Pour « In The Wild », Piet demeure derrière ses touches. Sa choriste s’avance et chante à ses côtés, pieds nus — détail habituellement réservé à Piet qui, ce soir, est chaussé de baskets montantes. Leurs voix s’entrelacent dans une parfaite symbiose. Le batteur, attentif, suit chaque nuance des ivoires. Il est d’ailleurs notable qu’aucune guitare ni basse n’est présente : Piet ne saisira sa six-cordes qu’une ou deux fois, pas davantage. « Christmas Eve » installe une atmosphère quasi-sacrée : on se croirait dans une cathédrale tant le recueillement s’impose. Le jeu des lumières, si présent, devient presque un cinquième musicien, suivant pas à pas les mouvements sur les planches. Pendant « Word Up » (« Birthmarks », 2022), un nouveau relief apparaît : la claviériste de gauche saisit un violoncelle, et ses cordes langoureuses transpercent âme et cœur. Le morceau semble réarrangé dans la douceur, moins percutant que sur disque, mais d’une grande finesse.

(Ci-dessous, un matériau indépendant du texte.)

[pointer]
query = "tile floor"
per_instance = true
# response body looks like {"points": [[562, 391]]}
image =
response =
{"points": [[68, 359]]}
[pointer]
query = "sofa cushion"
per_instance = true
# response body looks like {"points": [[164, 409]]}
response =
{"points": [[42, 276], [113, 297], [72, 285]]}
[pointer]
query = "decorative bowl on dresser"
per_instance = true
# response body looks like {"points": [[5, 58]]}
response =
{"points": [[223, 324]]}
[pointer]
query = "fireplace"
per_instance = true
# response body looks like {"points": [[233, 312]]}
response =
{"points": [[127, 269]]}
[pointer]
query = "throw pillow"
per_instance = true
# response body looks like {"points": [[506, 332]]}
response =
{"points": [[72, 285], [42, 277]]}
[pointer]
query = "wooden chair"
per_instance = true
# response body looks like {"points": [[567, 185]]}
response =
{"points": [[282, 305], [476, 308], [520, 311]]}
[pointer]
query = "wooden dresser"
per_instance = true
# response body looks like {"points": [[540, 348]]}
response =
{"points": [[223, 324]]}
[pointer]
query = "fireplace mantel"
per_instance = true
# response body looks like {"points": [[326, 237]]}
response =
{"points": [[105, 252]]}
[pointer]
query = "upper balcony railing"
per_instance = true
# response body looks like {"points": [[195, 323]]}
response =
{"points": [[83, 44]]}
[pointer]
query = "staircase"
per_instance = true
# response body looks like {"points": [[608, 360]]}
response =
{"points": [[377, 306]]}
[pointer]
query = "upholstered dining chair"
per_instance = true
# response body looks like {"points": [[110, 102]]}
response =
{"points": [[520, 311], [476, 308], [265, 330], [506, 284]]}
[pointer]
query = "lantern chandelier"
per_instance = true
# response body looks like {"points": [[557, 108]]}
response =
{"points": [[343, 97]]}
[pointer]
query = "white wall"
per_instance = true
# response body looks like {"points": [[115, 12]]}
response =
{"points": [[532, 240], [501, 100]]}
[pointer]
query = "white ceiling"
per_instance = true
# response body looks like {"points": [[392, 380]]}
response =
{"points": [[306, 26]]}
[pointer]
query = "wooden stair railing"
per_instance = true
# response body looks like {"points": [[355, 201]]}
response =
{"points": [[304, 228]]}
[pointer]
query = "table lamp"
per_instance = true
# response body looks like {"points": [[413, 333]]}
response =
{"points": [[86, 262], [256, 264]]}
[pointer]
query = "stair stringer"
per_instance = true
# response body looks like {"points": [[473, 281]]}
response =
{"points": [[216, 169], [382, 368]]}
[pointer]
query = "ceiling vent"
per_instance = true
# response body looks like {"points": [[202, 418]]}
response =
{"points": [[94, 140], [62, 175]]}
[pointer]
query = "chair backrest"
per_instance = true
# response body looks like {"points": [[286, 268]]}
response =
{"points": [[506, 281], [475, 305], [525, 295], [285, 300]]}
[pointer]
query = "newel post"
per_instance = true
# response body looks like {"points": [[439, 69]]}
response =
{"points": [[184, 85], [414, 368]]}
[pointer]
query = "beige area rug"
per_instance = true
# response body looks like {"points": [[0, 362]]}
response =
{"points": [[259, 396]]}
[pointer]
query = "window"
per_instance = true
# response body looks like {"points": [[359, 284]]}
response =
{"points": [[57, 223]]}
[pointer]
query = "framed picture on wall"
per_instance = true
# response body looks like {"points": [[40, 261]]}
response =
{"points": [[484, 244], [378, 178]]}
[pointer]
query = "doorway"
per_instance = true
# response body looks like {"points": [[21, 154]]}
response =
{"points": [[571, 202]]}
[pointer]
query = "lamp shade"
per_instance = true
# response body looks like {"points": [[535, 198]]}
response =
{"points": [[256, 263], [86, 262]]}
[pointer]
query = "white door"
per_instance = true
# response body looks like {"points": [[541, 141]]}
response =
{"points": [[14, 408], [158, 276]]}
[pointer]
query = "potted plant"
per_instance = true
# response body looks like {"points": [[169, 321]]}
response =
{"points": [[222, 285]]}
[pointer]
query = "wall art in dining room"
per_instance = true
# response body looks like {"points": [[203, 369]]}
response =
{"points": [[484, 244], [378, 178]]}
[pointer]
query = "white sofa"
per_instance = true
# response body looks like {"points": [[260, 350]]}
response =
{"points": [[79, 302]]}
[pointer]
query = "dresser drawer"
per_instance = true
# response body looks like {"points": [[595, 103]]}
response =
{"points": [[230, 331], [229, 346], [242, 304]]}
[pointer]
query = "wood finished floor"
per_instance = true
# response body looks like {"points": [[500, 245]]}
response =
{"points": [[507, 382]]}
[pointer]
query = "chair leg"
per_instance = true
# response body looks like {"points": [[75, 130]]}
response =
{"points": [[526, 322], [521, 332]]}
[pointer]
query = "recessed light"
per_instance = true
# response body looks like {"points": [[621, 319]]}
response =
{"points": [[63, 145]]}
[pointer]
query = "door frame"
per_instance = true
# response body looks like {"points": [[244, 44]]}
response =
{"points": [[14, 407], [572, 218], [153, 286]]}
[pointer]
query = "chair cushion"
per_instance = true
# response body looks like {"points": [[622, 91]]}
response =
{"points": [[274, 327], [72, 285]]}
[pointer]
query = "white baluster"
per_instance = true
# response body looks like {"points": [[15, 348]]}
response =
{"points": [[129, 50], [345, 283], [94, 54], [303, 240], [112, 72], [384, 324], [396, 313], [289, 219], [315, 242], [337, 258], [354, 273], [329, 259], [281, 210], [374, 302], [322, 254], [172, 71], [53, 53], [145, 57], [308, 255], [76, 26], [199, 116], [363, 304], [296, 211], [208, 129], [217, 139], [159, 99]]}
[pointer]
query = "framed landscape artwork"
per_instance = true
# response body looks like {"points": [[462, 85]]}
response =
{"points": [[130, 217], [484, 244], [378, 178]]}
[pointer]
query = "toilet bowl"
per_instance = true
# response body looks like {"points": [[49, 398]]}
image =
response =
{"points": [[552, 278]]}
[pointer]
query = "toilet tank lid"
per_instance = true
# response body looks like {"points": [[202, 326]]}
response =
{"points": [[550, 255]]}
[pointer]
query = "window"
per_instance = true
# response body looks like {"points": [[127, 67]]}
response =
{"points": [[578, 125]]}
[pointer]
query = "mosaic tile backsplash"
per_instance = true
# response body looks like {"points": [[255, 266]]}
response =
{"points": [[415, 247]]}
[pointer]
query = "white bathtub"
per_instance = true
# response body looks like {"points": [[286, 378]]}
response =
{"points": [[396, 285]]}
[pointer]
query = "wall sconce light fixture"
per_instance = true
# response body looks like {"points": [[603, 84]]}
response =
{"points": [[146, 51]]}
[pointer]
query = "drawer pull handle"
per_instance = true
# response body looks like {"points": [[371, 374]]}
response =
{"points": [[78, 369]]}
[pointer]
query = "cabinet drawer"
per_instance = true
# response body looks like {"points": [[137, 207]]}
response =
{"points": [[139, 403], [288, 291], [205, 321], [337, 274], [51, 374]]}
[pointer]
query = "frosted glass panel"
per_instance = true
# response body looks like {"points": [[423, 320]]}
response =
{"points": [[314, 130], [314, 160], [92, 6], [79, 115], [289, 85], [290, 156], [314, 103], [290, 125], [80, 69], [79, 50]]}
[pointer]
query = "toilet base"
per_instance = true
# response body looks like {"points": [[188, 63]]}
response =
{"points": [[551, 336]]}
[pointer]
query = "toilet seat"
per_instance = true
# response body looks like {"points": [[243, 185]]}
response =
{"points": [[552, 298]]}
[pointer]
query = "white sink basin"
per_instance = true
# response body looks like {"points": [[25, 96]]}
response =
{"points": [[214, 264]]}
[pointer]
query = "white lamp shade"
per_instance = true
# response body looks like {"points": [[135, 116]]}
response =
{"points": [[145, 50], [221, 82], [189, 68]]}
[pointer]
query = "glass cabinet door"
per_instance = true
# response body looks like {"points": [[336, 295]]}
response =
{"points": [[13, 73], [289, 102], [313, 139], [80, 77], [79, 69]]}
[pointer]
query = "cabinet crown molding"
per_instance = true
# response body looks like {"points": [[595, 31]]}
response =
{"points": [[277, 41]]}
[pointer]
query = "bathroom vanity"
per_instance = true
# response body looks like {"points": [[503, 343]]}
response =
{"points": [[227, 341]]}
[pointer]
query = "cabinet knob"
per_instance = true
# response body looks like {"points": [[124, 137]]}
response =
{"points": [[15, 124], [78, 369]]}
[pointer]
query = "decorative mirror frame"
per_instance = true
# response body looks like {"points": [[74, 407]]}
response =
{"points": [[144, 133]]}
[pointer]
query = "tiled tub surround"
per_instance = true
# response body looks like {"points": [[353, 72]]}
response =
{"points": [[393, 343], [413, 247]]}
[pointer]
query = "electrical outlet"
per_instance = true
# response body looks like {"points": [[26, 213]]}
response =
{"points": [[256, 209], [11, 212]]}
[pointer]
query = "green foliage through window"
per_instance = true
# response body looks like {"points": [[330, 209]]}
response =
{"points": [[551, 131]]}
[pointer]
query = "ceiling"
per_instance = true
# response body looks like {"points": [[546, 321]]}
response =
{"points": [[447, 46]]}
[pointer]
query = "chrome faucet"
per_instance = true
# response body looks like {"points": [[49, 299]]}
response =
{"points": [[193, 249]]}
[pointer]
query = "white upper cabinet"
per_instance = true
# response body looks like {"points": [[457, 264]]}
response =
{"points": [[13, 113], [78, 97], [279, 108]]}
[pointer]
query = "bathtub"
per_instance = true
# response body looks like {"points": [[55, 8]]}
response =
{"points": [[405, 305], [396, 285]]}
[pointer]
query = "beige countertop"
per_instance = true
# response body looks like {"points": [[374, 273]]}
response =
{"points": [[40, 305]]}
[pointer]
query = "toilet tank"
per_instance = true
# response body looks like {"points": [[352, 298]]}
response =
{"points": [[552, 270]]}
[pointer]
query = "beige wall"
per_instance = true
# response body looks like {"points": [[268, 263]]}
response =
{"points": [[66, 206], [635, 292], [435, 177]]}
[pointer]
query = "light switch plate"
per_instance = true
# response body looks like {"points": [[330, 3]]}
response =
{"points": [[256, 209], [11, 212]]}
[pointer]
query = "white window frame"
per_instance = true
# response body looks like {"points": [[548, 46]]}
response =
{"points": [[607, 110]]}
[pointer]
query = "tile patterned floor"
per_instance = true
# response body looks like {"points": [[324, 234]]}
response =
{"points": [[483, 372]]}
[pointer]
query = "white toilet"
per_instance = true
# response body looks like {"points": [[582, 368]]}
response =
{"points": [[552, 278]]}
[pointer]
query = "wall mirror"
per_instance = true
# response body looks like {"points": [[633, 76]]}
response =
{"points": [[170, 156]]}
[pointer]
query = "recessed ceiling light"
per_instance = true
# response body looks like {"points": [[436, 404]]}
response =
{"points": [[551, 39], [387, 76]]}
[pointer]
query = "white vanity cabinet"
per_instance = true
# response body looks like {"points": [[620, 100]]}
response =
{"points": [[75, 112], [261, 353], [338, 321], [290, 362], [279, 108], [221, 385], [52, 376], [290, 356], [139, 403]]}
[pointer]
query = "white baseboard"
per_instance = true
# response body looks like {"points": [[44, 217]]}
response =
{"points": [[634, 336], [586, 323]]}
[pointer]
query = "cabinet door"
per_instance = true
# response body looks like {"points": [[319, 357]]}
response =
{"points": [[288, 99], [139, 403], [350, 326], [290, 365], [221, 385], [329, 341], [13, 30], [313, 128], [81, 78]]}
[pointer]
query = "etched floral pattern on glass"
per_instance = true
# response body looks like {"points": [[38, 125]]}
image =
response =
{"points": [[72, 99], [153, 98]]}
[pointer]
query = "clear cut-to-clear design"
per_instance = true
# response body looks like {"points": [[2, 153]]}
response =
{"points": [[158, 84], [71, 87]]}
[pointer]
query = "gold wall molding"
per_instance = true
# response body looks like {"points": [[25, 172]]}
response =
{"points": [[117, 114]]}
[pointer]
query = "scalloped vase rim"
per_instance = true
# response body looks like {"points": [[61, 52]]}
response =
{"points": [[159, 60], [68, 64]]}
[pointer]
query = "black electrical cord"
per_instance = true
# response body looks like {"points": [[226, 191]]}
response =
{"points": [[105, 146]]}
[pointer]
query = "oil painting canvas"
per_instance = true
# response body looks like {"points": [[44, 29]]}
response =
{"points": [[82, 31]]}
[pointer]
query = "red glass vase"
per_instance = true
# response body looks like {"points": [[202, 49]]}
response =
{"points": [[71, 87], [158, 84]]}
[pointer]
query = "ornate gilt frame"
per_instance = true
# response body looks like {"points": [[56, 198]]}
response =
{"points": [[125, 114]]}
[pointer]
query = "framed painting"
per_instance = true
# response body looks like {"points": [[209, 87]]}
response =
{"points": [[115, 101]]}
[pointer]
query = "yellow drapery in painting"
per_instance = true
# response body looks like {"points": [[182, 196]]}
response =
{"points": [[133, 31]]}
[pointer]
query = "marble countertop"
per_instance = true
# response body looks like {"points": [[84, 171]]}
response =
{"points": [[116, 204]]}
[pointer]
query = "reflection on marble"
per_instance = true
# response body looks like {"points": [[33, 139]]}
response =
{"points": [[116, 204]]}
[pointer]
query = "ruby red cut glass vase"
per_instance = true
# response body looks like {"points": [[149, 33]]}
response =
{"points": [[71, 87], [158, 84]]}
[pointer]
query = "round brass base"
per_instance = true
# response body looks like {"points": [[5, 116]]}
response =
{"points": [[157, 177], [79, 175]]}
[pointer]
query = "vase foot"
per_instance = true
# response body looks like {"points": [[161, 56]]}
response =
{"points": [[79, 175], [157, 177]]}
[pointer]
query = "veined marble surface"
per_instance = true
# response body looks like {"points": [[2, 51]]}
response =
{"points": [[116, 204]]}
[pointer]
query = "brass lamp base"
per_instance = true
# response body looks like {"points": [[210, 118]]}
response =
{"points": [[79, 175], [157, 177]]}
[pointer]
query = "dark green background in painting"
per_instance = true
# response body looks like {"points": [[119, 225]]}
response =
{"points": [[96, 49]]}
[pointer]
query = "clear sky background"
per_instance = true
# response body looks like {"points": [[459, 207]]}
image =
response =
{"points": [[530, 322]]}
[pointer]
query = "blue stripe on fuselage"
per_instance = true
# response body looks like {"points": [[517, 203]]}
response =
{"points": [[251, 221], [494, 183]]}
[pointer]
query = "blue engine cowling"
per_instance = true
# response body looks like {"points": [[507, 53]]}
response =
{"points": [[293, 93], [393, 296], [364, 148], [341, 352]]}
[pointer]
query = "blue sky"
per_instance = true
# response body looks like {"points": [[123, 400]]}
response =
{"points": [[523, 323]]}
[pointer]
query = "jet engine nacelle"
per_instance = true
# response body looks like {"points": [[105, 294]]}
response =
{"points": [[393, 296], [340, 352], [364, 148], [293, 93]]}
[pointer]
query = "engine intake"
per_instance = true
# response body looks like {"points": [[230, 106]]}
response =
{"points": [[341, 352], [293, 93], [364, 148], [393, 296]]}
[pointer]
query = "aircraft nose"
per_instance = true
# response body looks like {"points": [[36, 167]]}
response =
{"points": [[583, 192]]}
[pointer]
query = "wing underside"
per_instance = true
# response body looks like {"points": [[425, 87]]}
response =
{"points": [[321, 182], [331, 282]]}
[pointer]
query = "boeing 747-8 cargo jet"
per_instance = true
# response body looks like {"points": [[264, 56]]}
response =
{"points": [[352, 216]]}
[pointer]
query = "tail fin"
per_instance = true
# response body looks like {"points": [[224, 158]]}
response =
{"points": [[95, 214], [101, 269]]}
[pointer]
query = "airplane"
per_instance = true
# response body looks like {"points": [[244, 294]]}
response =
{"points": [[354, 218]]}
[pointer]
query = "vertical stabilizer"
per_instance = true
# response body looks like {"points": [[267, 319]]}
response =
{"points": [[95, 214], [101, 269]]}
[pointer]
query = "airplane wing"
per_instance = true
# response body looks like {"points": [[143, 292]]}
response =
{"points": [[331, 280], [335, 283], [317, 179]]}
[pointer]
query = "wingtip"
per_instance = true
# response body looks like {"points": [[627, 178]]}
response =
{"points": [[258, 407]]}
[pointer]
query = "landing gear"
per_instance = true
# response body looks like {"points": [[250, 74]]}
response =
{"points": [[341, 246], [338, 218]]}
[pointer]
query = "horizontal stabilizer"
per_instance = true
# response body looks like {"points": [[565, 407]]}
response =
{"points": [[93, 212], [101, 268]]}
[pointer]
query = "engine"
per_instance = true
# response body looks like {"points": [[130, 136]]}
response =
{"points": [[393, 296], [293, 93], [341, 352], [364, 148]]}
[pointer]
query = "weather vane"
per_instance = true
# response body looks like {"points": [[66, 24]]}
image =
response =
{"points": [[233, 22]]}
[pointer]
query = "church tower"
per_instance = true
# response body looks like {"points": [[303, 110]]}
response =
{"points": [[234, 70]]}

A partir de « Sun Dance », l’énergie monte d’un cran. Piet se lève, abandonne sa veste, et le set vire vers un électro plus vif. Il saute sur place, fidèle à son geste fétiche. La première partie s’achève par « King Kong » : ivoires, cordes du violoncelle, clochettes et mélodica se mêlent, tandis que la choriste soutient Piet à la voix.

Après une courte pause de trente minutes, la seconde partie commence. Ozark revient vêtu d’une djellaba noire ; les trois autres musiciens n’ont pas changé d’apparence. Cette sobriété crée une atmosphère plus dramatique encore, amorçant un crescendo qui traverse toute la suite du concert. Ce second volet se tourne principalement vers des morceaux plus anciens, plus dansants, qui revisitent l’histoire musicale du groupe. Tous les hits sont dispensés.

Une parenthèse spéciale pour « We Can Be Heroes », où il rend hommage à celui qu’il adulait (David Bowie) — et c’était réciproque. Piet accomplira, bien sûr, un tour de salle en allant au contact de la foule. Il n’y a pas de projection d’images sur la toile de fond, mais le light show s’anime au son des percussions et des beats électro. En fin de set, Ozark demande au public de se lever et de danser. Il est clair qu’il était plus réactif pour cette seconde partie plus électro.

Lors du rappel, on aura droit à trois morceaux, dont le magnifique « Martyr ».

Un concert kilométrique d’Ozark Henry qui donne envie de retourner voir l’artiste une autre fois. En attendant, ravi, l’auditoire est reparti, de petites étoiles dans les yeux.

Setlist :

Première Partie : « Don’t Go Jerusalem », « 1970 », « In The Wild », « Christmas Eve », « La Donna E Mobile », « Word Up », « Sun Dance », « Hope Is A Dope », « Plaudite Amici Comedia Finita Est », « Dancer In The Dark », « Eight », « Pharaoh », « King Kong ».

Seconde partie : « Memento », « Intersexual », « Light », « Learn To Love Me », « Out Of This World », « At Sea », « Sweet Instigator », « Indian Summer », « We Can Be Heroes », « This One's For You », « Dreamer », « I’m Your Sacrifice ».

Rappel : « We Will Meet Again », « Martyr », « The End ».